Subramaniam will be returning next spring to don the carnelian and white once again whilst also finishing her degree. She will be taking a leave of absence for the fall semester to compete for her home country, Malaysia, in the 2022 Commonwealth Games and the 2022 Asian Games.
Although this season just ended, Subramaniam has already set her goals high for next season. Individually, she wants to be undefeated again and win one more national championship, but more importantly, she has high hopes for the team.
“[I want to bring] the team into the top 8, and hopefully top 4 because [they] will be having a stronger team next year,” Subramaniam said.
The Cornell squash program as a whole is grateful to have Subramaniam return for one more season.
“Just having Siva on the team, around the team, for both the men’s and women’s team [is very] motivating”, Palmer said. “For our girls to be on the court with her and train with her is a very big advantage that we have. So we are fortunate that she is gonna be with us for another season and we will definitely take full advantage of it.”

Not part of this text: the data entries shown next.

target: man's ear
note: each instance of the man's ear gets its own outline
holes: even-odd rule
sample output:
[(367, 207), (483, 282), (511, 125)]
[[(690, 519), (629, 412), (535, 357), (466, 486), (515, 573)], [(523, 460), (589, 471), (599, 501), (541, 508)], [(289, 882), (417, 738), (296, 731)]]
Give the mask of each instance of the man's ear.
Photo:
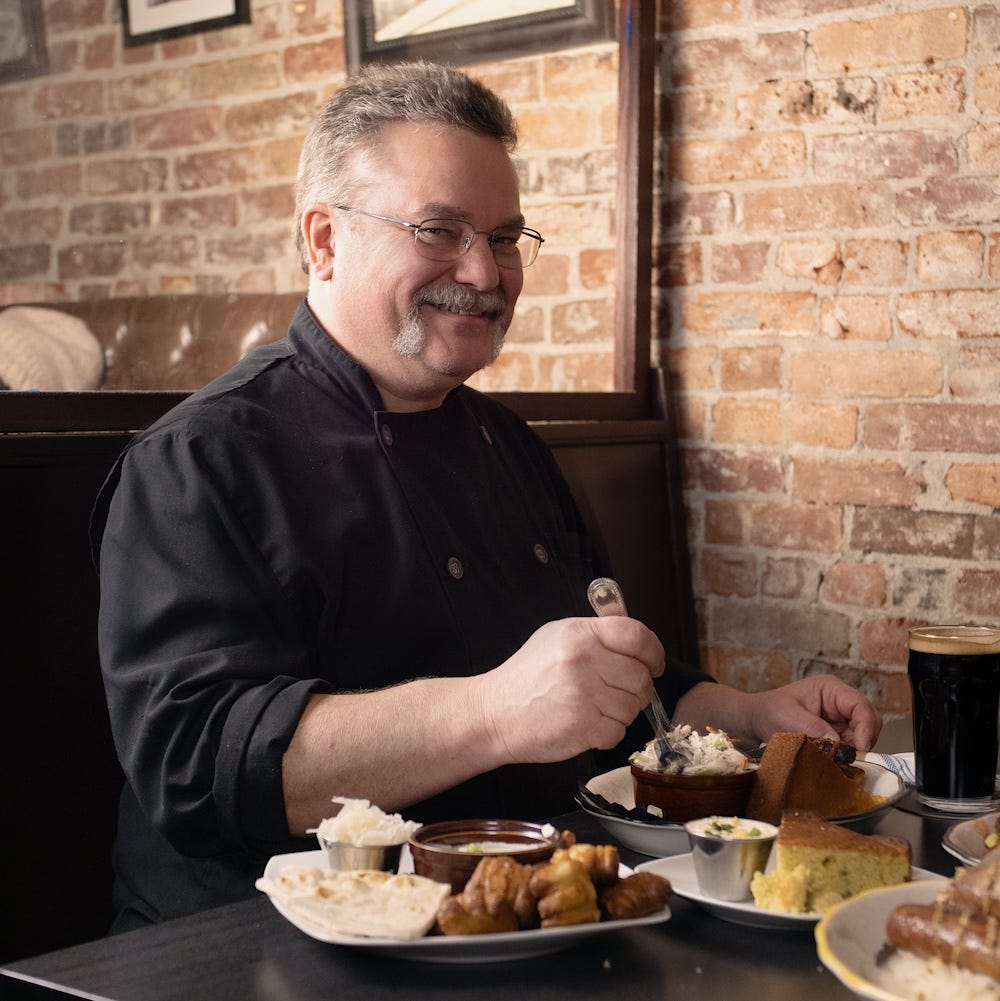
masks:
[(333, 277), (335, 233), (328, 206), (317, 202), (302, 213), (302, 236), (309, 255), (310, 272), (320, 281), (329, 281)]

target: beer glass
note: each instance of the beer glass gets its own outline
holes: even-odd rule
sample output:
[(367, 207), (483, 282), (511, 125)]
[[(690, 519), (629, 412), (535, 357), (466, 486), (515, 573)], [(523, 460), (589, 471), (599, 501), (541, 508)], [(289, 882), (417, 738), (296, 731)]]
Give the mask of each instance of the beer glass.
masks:
[(938, 810), (972, 813), (996, 803), (1000, 628), (910, 630), (916, 794)]

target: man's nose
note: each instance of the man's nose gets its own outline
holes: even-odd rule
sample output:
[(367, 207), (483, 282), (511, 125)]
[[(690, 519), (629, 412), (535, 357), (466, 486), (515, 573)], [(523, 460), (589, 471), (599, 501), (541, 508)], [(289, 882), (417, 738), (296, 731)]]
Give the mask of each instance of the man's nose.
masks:
[(500, 284), (500, 266), (488, 233), (473, 233), (469, 249), (455, 262), (455, 280), (483, 291)]

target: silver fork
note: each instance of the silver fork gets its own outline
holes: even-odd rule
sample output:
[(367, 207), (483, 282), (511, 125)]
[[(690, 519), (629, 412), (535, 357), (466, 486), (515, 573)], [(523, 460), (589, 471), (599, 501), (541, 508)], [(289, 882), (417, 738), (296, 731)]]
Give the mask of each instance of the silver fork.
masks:
[[(618, 581), (610, 577), (598, 577), (592, 580), (587, 586), (587, 598), (590, 600), (590, 607), (602, 615), (628, 615), (625, 608), (625, 597)], [(653, 728), (653, 747), (656, 756), (661, 763), (673, 752), (673, 745), (670, 742), (670, 716), (660, 701), (660, 695), (653, 689), (653, 698), (649, 705), (643, 707), (646, 719), (649, 720)]]

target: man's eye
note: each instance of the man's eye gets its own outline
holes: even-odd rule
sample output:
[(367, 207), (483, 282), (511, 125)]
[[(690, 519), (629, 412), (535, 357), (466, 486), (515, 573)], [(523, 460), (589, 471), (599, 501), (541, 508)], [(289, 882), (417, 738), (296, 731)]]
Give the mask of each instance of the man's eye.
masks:
[(458, 241), (462, 239), (462, 231), (457, 226), (449, 226), (442, 223), (421, 226), (419, 232), (421, 239), (433, 240), (435, 243), (444, 243), (447, 240)]
[(491, 242), (494, 247), (511, 249), (517, 246), (517, 243), (520, 239), (521, 239), (521, 231), (518, 229), (509, 233), (494, 233)]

Four other players from Cornell also competed at this weekend’s championships. Competing on the men’s side was junior Veer Chotrani, sophomore Spencer Yager and freshman Arnaav Sareen.
Chotrani had made it to the quarterfinals before bowing out to the No.1 seed from Princeton, Youssef Ibrahim, who is ranked 17th in the Professional Squash Association World Tour. Sareen won the consolation draw of the Molloy Trophy South bracket, which was part of the B Division of the National Championships. Competing for the Ramsay Cup, along with Subramaniam, was sophomore Wen Li Lai.
Lai made it to the quarterfinals but lost to Moataz. However, by reaching the quarterfinals, she is guaranteed to be named to the CSA All-American first team along with Subramaniam. This is the first time in program history that the Red had two selections for the All-American first team.